Sieger des Dorfkönigsschießens in Rosenberg stehen fest
Keiner zielt so gut wie Kleiner

Der neue Dorfkönig ist gekürt. Im Bild von links Rebecca Fischer, die den Pokal für den Drittplatzierten Thomas Häckl entgegen nahm, Schützenmeister Reinhold Brandl, Dorfkönig Gerd Kleiner, Pascal Fischer (Rang 2) und 3. Bürgermeister Hans-Jürgen Reitzenstein. Bild: rlö

Über Kimme und Korn zu königlichen Würden - so etwas geht nur bei Schützen. Und im Fall des Rosenberger Dorfkönigsschießens sind es sogar Laien dieses Sports, die mit scharfem Auge und ruhiger Hand den Thron erobern können.

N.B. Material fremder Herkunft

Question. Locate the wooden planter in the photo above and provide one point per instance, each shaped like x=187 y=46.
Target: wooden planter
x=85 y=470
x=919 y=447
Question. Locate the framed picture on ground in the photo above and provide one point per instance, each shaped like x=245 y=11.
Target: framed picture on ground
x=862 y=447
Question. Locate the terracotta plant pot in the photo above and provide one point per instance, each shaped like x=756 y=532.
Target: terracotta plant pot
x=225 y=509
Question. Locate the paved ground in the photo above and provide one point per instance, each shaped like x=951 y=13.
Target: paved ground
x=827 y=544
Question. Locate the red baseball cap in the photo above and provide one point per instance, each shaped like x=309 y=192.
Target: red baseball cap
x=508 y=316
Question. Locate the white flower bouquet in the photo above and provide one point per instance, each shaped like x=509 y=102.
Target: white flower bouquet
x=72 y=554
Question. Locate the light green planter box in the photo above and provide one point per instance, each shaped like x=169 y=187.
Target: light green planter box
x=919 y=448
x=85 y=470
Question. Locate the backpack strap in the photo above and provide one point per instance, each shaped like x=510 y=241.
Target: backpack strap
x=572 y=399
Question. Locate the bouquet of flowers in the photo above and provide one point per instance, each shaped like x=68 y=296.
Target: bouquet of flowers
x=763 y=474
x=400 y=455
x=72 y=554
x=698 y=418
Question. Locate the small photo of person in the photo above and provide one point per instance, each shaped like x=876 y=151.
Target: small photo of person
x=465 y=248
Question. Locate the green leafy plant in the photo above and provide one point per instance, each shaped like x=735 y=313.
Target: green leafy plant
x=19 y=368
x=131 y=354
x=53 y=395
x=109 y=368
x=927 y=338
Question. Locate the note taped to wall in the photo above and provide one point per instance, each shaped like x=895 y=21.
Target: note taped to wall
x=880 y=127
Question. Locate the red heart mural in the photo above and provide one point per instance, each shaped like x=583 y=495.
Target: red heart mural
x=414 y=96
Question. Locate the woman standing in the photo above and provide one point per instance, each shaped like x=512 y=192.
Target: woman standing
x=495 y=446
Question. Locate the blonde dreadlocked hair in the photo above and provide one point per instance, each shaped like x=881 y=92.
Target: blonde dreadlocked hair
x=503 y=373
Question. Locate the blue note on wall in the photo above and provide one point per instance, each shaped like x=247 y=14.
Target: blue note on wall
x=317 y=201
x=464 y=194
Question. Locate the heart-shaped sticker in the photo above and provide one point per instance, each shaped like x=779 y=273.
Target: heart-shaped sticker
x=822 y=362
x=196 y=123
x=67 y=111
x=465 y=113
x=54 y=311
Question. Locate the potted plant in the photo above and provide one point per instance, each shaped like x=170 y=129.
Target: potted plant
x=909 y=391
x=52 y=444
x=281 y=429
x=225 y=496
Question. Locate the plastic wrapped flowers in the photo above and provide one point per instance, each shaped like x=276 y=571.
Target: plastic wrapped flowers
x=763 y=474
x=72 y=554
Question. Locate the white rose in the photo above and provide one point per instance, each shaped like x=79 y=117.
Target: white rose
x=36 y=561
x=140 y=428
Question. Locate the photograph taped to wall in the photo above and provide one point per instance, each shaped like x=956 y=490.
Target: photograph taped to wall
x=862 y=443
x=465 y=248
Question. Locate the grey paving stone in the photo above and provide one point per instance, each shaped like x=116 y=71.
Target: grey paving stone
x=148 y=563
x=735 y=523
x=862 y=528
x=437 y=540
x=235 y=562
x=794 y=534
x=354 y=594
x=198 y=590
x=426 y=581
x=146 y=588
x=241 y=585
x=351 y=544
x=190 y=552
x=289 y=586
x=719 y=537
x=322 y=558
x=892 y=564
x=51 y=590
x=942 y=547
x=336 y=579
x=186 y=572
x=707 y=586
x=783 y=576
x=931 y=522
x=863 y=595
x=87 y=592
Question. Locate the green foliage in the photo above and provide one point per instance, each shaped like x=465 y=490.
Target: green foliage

Beim 9. Dorfkönigschießen der Rosenberger Zimmerstutzen-Schützengesellschaft gelang das heuer Gerd Kleiner. Mit einem 41,7-Teiler holte er den Titel.

Schützenmeister Reinhold Brandl bedankte sich zu Beginn der Siegerehrung im Schützenheim am Eichelberg bei allen Helfern und Sponsoren, namentlich bei Schießleiter Leo Kurz. Mit insgesamt 46 Teilnehmern herrschte an den angebotenen Schießtagen immer reges Treiben an den Ständen.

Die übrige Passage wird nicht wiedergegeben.